Santa Barbara is a wonderful place for a code training. I was lucky enough to be invited by the California County Building Offiicials Association to teach Legal Aspects of Code Administration on September 24th. I really enjoy traveling around the country because I learn so much. One of the big problems the building officials are facing in California are houses used for growing marijuana. There are a lot of mom and pop operations because of California’s approach to medical marijuana. Some unscrupulous individuals rent vacant houses, never letting on that they are not going to live in the house, and then fill it with plants. The electrical system is compromised with all of the power needed for such an operation and the owner is left with a big mess when the perpetrator moves on or is arrested. I wonder if anyone has ever used the zoning ordinances to prosecute anyone for illegal home occupation?

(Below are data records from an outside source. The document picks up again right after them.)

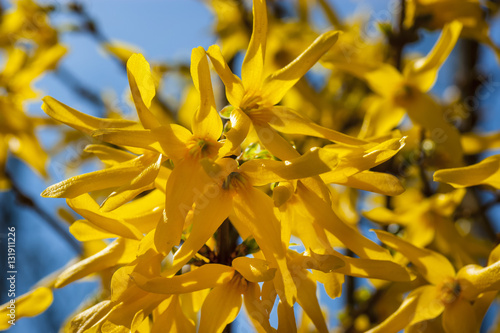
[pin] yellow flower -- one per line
(428, 220)
(30, 304)
(254, 97)
(486, 172)
(449, 293)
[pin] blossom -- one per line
(448, 292)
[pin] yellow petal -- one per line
(307, 299)
(173, 140)
(143, 88)
(89, 209)
(187, 182)
(206, 122)
(288, 121)
(421, 304)
(85, 320)
(256, 309)
(459, 317)
(221, 306)
(475, 279)
(314, 162)
(331, 281)
(80, 121)
(139, 138)
(274, 142)
(286, 318)
(240, 126)
(210, 211)
(141, 183)
(486, 172)
(30, 304)
(234, 86)
(426, 112)
(206, 276)
(376, 182)
(110, 156)
(433, 266)
(423, 72)
(253, 64)
(327, 219)
(85, 231)
(101, 179)
(383, 79)
(263, 225)
(253, 270)
(119, 252)
(172, 319)
(278, 83)
(374, 269)
(473, 143)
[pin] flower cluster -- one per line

One of my pet peeves are building permits that don’t have a set expiration date. Most of the building codes have their permits expire 180 days after no work is done. However, this leaves open the potential for a permit to last a long time. For example, if a person pounds in a couple of nails every other month, it would be tough to prove in court that the permit expired. Recently, inspectors in my area did a survey to see what various jurisdictions did with permit expirations. I particularly liked Crystal Lake, IL’s approach. A permit for commercial construction lasts 1 year and a residential one lasts 6 months. In addition, there is a provision for a special permit with specific conditions. That would be very useful in a situation where a builder has been remiss in moving a project along. Recently, I had a case where as a condition of a sentence, the defendant agreed to a timeline of construction. It was not part of the permit because there was no provision for such a thing. It would have been helpful if the permit could have been issued with specific deadlines. The Crystal Lake ordinance also has provisions for extensions. I would rather see a set expiration date with a possibility of an extension rather than have to guess when a permit expired.
A recent article by an insurance group discusses how important it is to enforce tough building codes. As an example, it uses Hurricane Andrew. Insurance companies like tough enforcement because it saves the industry money. On a more personal level, it decreases the amount of destruction done to people’s homes and property by major weather events.
Multiple studies have been conducted which demonstrate the positive impact of modern, engineering- based building codes on the performance of residential homes during a severe high-wind event. Among them are: an IBHS study conducted following Hurricane Charley (2004); it found that adoption and enforcement of modern building codes reduced the severity of residential property claims by 42% and the number of residential property claims by 60%; and,
• a study commissioned by the National Association of Mutual Insurance Companies (NAMIC), which found that, if states in hurricane-prone areas had begun adopting and enforcing modern building codes in 1988, wind-related property losses could have been reduced by nearly $13 billion dollars.
Unfortunately, not all states have adopted minimum standards. The question is, why not?